“An unanswerable argument,” said Wilding, smiling. “But the Lord, I am told by the gentlemen of your cloth, works in His own good time, and my fears are all lest, finding us unprepared of ourselves, the Lord's good time be not yet.”
“Out on ye, sir,” cried Ferguson. “Ye want for reverence!”
“Common sense will serve us better at the moment,” answered Wilding with a touch of sharpness. He turned to the frowning and perplexed Duke—whose mind was being tossed this way and that, like a shuttlecock upon the battledore of these men's words. “Your Grace,” he said, “forgive me that I speak it if hear it you will, or forbid me to say it if your resolve is unalterable in this matter.”
“It is unalterable,” answered Grey for the Duke.
But Monmouth gently overruled him for once.

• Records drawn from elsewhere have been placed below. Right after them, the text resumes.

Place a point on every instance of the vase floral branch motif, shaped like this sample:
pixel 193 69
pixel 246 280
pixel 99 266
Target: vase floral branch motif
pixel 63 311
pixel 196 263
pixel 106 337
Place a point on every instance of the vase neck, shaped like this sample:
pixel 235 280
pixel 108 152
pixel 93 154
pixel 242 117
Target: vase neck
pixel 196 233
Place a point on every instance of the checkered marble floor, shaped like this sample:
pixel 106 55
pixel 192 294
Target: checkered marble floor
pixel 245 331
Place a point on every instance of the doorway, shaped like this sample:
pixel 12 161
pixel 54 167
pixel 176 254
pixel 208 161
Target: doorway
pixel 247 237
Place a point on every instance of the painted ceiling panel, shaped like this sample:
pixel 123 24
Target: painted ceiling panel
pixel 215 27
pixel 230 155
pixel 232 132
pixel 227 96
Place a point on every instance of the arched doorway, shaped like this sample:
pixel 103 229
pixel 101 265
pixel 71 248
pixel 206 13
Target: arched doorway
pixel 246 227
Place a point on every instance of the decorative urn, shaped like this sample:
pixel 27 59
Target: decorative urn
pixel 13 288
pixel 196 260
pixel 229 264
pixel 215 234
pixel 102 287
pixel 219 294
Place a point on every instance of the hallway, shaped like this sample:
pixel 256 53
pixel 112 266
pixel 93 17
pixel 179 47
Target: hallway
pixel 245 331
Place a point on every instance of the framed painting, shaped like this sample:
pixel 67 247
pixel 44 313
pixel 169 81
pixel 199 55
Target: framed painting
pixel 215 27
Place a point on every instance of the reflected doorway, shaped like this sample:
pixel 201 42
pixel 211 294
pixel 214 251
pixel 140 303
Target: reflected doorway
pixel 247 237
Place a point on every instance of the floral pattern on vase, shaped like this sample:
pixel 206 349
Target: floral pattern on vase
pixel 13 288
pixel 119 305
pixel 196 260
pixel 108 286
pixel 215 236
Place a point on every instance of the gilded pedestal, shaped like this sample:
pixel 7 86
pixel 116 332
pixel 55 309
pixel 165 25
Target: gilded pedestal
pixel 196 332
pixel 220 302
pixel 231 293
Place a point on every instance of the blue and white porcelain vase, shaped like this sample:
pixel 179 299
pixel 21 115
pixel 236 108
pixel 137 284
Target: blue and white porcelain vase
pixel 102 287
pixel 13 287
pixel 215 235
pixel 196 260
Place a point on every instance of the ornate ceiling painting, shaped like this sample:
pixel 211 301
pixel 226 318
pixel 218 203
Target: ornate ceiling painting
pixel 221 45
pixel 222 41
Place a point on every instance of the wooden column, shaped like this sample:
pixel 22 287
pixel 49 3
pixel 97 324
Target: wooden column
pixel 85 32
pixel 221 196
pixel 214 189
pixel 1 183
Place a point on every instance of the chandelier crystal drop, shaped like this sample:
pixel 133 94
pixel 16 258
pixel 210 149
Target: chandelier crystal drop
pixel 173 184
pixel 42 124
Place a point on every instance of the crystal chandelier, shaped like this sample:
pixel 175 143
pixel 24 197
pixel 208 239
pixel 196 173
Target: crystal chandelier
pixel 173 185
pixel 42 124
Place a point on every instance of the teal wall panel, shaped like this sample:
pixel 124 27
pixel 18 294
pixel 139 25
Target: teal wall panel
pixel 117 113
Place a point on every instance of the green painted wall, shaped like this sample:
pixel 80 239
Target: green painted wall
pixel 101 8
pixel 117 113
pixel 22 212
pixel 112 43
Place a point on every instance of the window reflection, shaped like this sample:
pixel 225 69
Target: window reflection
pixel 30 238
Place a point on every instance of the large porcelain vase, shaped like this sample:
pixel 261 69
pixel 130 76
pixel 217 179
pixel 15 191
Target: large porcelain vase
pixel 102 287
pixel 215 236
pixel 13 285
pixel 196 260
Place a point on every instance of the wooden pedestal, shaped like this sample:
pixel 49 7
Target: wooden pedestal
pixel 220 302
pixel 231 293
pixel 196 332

“Nevertheless, speak by all means, Mr. Wilding. Whatever you may say, you need have no fear that any of us can doubt your good intentions to ourselves.”
“I thank Your Grace. What I have to say is but a repetition of the first words I uttered at this table. I would urge Your Grace even now to retreat.”
“What? Are you mad?” It was Lord Grey who asked the impatient question.
“I doubt it's over-late for that,” said Fletcher slowly.
“I am not so sure,” answered Wilding. “But I am sure that to attempt it were the safer course—the surer in the end. I myself may not linger to push forward the task of stirring up the people, for I am already something more than under suspicion. But there are others who will remain to carry on the work after I have departed with Your Grace, if Your Grace thinks well. From the Continent by correspondence we can mature our plans. In a twelvemonth things will be very different, and we can return with confidence.”